I suspect the ObjectLinkingLayer has a similar issue. I'll look into that.

llvm/lib/ExecutionEngine/Orc/RTDyldObjectLinkingLayer.cpp
367–392

This call to notifyObjectLoaded will reference the moved-from MemMgr argument if there are any listeners attached.

The address of the MemMgr should be recorded in a local variable for use in the notifyObjectLoaded call. It would also be good if MemMgr were removed from the MemMgrs vector if the call to notifyEmitted fails.

mkroll added inline comments.May 11 2023, 6:59 AM
llvm/lib/ExecutionEngine/Orc/RTDyldObjectLinkingLayer.cpp
367–392

Ouch, how did I miss that std::move()...

But this would move the problem to the event listener. When the event listener is called, the other thread (unblocked by R.notifyEmitted()) could already have called ExecutionEngine::removeJITDylib() resulting in the memory manager to be removed in RTDyldObjectLinkingLayer::handleRemoveResources().

Hm, RtDyldObjectLinkingLayer::onObjEmit() calls three types of notification functions:

  1. MaterializationResponsibility::notifyEmitted(): "Notifies the target JITDylib (and any pending queries on that JITDylib) that all symbols covered by this MaterializationResponsibility instance have been emitted."
  2. JITEventListener::notifyObjectLoaded(): "Called after an object has had its sections allocated and addresses assigned to all symbols. Note: Section memory will not have been relocated yet. notifyFunctionLoaded will not be called for individual functions in the object." (notifyFunctionLoaded should probably be notifyObjectLoaded?)
  3. RTDyldObjectLinkingLayer::NotifyEmitted(): "Functor for receiving finalization notifications"

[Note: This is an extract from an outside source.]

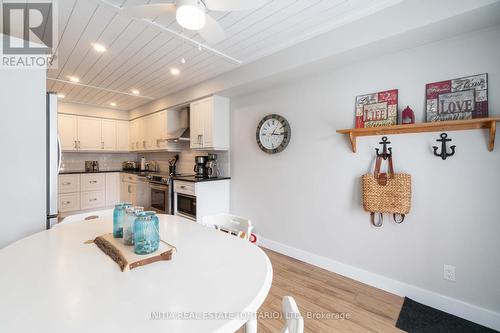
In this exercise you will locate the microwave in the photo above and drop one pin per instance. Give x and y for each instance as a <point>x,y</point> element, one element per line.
<point>186,206</point>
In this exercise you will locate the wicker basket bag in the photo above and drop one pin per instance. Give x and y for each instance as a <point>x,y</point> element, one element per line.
<point>386,192</point>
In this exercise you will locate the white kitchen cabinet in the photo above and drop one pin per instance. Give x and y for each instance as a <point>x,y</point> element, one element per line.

Do you think, it would be possible to change the order to

  1. JITEventListener::notifyObjectLoaded()
  2. RTDyldObjectLinkingLayer::NotifyEmitted()
  3. Add MemMgr to MemMgrs
  4. MaterializationResponsibility::notifyEmitted()

?

This would then require to also undo adding the memory manager and other things by calling handleRemoveResources, if MaterializationResponsibility::notifyEmitted() failed.

The OrcJITTests seem to be OK with this...

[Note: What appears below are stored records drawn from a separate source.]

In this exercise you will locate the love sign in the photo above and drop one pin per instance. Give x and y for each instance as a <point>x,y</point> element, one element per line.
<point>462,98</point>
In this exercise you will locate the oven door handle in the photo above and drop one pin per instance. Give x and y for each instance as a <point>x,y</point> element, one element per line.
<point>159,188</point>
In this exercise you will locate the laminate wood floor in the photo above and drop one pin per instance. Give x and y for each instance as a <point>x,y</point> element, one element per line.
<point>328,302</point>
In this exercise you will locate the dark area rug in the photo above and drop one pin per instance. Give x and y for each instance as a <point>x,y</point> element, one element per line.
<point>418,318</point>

lhames added inline comments.May 11 2023, 5:23 PM
llvm/lib/ExecutionEngine/Orc/RTDyldObjectLinkingLayer.cpp
367–392

But this would move the problem to the event listener.

Good point!

Do you think, it would be possible to change the order to

  1. JITEventListener::notifyObjectLoaded()
  2. RTDyldObjectLinkingLayer::NotifyEmitted()
  3. Add MemMgr to MemMgrs
  4. MaterializationResponsibility::notifyEmitted()

?

This would then require to also undo adding the memory manager and other things by calling handleRemoveResources, if MaterializationResponsibility::notifyEmitted() failed.

The OrcJITTests seem to be OK with this...

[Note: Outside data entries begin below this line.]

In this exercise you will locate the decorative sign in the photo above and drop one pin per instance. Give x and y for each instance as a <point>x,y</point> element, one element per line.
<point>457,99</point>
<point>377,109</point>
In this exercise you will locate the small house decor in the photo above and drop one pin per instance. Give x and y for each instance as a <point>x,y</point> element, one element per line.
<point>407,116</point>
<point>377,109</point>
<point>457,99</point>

If the unit and regression tests pass then I'd be inclined to land that. If it breaks out-of-tree clients we may need to revert and reconsider.

What's your JIT use case and architecture? Have you looked at ObjectLinkingLayer / JITLink yet? We're going to deprecate (and eventually remove) RuntimeDyld in favor of JITLink, so it's even more important that we get this right in ObjectLinkingLayer.

Finally found some time to continue looking into this...
ObjectLinkingLayer doesn't have this problem because it uses this order in ObjectLinkingLayerJITLinkContext:

  1. ObjectLinkingLayer::notifyEmitted():
    • ObjectLinkingLayer::Plugin::notifyEmitted()
    • Add FinalizedAlloc to Allocs
  2. MaterializationResponsiblity::notifyEmitted() (note: The FinalizedAlloc is not explicitly removed from Allocs, if this fails. I didn't check, whether this happens indirectly)

We use the JIT to compile and execute shader code on the CPU (we also have backends for GPU). The problem occurred, when a mesh with 3 mio triangles was displaced on ARM with 8 CPUs and the same (we fixed that) displacement shader code was compiled 300 times in parallel.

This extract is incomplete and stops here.